La mise à l'écart de John Bolton, champion des néoconservateurs adeptes de « changements de régime » dans les pays considérés comme hostiles, aura donc permis de sortir de l'impasse les négociations entre la RPDC et les Etats-Unis. Et comme un malheur n'arrive jamais seul, les essais balistiques menés par la RPDC en juillet et août n'ont pas empêché la Corée du Sud de mettre un terme à l'accord de partage de renseignements militaires avec le Japon, élément essentiel de l'alliance entre la Corée du Sud, le Japon et les Etats-Unis tant désirée par ces derniers pour affronter la Chine avec la prétendue menace nord-coréenne comme prétexte.

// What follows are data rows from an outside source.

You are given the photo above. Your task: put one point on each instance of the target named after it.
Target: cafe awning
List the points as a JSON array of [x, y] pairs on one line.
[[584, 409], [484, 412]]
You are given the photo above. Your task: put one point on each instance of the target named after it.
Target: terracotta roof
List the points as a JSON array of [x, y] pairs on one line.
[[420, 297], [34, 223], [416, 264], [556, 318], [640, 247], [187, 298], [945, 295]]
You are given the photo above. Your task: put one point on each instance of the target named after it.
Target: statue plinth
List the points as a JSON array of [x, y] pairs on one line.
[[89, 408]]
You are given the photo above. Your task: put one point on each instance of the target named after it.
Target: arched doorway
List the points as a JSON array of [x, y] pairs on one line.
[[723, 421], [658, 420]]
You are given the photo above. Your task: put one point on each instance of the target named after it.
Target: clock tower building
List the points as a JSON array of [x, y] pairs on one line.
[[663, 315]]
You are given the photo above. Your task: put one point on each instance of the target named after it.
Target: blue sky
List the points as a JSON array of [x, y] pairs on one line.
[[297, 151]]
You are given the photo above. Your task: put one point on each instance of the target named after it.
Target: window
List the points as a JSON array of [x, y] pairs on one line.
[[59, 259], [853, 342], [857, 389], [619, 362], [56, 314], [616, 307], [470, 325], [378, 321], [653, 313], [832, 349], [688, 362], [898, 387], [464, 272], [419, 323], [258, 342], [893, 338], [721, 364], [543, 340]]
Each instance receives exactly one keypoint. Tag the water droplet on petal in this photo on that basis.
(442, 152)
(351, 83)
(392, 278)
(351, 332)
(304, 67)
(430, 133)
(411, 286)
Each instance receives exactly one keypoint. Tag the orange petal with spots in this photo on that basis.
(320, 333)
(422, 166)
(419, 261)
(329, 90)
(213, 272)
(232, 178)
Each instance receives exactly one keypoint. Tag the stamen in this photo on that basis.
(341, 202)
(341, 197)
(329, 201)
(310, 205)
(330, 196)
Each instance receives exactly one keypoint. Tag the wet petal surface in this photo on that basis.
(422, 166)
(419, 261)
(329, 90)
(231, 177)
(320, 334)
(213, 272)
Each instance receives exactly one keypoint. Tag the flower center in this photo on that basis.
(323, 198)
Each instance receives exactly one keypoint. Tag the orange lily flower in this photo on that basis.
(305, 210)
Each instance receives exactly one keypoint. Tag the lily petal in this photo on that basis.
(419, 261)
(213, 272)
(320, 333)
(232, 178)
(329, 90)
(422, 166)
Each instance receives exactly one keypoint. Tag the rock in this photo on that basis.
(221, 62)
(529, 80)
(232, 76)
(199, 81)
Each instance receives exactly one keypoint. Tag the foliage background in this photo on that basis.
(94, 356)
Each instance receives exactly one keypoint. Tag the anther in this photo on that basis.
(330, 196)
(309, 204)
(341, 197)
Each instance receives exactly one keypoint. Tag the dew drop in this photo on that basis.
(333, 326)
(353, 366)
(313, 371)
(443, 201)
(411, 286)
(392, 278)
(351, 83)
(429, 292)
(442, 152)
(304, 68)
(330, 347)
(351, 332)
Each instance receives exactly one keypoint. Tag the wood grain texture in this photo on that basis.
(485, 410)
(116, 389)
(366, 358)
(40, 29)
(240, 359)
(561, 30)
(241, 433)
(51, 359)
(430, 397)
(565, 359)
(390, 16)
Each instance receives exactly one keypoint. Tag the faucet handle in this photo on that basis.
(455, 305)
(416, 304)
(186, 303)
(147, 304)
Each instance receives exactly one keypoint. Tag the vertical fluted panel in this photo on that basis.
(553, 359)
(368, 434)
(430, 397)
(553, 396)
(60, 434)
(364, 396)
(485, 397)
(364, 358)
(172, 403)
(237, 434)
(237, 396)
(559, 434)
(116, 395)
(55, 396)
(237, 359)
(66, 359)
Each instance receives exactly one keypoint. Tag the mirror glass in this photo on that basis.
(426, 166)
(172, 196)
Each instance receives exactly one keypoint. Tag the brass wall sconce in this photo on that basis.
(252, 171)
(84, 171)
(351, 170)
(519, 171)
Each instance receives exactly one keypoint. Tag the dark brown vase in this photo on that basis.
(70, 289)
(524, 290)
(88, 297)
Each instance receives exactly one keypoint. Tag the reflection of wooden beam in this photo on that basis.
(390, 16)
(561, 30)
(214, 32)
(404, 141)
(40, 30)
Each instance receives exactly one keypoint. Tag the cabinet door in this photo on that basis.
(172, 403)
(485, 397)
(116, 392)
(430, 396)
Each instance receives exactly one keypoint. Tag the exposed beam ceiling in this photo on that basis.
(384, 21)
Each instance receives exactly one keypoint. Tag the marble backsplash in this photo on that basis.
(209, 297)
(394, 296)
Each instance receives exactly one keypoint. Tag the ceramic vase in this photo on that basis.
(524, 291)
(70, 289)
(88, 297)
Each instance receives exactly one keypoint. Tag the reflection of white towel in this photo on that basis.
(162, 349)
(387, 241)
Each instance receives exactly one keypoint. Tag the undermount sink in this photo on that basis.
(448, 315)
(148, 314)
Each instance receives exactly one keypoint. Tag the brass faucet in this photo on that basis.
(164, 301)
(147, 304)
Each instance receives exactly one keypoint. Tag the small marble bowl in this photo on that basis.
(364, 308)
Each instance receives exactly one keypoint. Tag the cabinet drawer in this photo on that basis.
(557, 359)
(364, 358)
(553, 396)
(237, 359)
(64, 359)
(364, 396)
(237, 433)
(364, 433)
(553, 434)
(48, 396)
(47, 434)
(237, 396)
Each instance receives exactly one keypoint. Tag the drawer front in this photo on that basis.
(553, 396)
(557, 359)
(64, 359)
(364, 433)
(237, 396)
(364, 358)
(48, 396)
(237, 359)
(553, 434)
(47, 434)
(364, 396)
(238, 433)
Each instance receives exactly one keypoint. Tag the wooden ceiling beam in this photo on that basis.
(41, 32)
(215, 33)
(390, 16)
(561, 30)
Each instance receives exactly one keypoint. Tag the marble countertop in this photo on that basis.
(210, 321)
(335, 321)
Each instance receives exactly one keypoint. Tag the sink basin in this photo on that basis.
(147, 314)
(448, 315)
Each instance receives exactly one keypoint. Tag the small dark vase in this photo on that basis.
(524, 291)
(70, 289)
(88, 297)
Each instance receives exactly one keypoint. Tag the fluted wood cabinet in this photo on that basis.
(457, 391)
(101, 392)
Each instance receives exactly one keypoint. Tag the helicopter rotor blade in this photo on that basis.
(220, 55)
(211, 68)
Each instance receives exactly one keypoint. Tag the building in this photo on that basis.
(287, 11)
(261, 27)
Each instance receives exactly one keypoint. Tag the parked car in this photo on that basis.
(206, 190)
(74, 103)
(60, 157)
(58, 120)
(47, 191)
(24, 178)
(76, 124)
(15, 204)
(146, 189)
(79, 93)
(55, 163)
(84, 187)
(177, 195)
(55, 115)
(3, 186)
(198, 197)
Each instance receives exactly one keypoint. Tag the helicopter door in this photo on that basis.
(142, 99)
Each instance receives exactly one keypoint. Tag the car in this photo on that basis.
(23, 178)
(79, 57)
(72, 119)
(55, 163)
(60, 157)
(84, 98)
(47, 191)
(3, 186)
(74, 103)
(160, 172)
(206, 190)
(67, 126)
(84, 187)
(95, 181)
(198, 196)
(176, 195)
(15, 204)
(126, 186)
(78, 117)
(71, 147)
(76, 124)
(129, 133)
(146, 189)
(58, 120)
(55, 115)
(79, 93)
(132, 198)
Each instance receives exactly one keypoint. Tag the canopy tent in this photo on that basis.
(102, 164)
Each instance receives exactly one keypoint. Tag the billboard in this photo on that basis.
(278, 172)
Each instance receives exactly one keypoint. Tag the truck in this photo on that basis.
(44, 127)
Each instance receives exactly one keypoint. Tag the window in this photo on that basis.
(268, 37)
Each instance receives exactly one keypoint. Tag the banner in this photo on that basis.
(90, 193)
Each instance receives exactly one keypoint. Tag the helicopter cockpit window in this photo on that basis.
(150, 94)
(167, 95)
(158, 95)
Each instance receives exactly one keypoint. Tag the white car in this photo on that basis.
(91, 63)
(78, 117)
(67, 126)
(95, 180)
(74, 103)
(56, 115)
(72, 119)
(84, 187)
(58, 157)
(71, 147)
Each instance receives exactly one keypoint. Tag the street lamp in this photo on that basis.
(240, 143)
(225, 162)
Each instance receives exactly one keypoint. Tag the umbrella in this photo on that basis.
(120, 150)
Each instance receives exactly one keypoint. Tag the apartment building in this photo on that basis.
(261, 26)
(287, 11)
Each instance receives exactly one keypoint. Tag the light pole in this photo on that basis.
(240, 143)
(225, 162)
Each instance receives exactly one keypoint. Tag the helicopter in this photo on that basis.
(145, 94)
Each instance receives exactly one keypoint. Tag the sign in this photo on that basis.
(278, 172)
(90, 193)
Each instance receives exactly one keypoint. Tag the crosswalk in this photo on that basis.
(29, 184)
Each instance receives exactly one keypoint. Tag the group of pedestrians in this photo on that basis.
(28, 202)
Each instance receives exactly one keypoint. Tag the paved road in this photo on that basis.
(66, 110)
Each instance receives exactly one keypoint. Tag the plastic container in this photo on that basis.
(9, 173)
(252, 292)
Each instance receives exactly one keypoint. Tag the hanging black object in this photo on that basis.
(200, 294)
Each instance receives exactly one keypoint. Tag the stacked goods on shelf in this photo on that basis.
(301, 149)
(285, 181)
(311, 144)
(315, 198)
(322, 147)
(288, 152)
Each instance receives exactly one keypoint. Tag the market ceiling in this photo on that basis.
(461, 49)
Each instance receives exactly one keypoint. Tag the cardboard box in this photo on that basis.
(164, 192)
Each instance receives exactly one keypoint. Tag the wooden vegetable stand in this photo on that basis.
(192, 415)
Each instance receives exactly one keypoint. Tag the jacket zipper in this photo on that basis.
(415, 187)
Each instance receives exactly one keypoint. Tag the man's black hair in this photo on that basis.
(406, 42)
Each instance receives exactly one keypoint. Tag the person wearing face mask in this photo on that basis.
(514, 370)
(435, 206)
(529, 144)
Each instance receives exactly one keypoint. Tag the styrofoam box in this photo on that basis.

En effet, le 22 août 2019, la Corée du Sud a annoncé sa décision de ne pas renouveler l'Accord de sécurité générale d'informations militaires (General Security of Military Information Agreement, GSOMIA) avec le Japon, accord arrivant à échéance en novembre et considéré comme l'une des rares plates-formes de sécurité pour promouvoir la coopération trilatérale en matière de défense entre les deux pays et leur allié commun, les Etats-Unis.

La décision sud-coréenne est intervenue sur fond de conflit commercial avec le Japon. Début août, le Japon a décidé de supprimer la Corée du Sud de sa liste des partenaires commerciaux dignes de confiance, justifiant cette décision par des « problèmes sécuritaires », après avoir imposé le 4 juillet des restrictions d'exportation vers la Corée du Sud de trois matériaux clés dans le cadre de représailles apparentes contre les verdicts rendus par la Cour suprême sud-coréenne quant au travail forcé en temps de guerre.

Dans un rapport préparé pour une réunion parlementaire, le ministère sud-coréen des Affaires étrangères a indiqué : « Nous avons déterminé qu'il n'était plus dans l'intérêt national de maintenir un pacte conclu pour partager des informations militaires sensibles avec le gouvernement japonais qui a soulevé des questions sur la confiance endommagée et les préoccupations sécuritaires. »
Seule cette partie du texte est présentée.